Peter M. van Bemmelen
Los tres sectores principales de la cristiandad –ortodoxo oriental, católico romano y protestante– concuerdan en cuanto al contenido del canon del NT, pero difieren en cuanto al número de libros incluido en el canon del AT. Mientras los protestantes reconocen 39 libros en el canon del AT, los católicos aceptan 46, más agregados a los libros de Ester y Daniel. Los protestantes llaman apócrifos a estos libros adicionales y agregados, pero los católicos los llaman deuterocanónicos. Las iglesias orientales tradicionalmente han incluido un número aún mayor de libros apócrifos en el canon del AT.

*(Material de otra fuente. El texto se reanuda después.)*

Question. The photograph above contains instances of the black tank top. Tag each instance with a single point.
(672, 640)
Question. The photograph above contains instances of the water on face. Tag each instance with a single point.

Los apócrifos – Como los libros apócrifos no figuran en muchas de las Biblias protestantes, puede ser útil enumerarlos. En primer lugar hay dos relatos: Tobit (o Tobías) y Judit. De una naturaleza algo similar hay tres agregados al libro de Daniel, conocidos como “La oración de Azarías y el cántico de los tres mancebos”, y las historias de “Susana” y “Bel y el dragón”. Hay seis agregados al libro de Ester, que no llevan nombre particular. Pero entonces están también dos libros sapienciales entre los apócrifos, llamados Sabiduría (de Salomón) y Eclesiástico (no confundir con el Eclesiastés), también llamado Sabiduría de Jesús hijo de Sirac o, más brevemente, Sirácida. Después está el libro de Baruc y los dos libros de los Macabeos. Estos últimos describen, desde diferentes perspectivas, la revuelta de los judíos contra Antíoco IV en el siglo II antes de la era cristiana. A veces también se mencionan otros libros, tales como I y II Esdras o la oración de Manasés, pero estos no figuran en el canon católico del AT.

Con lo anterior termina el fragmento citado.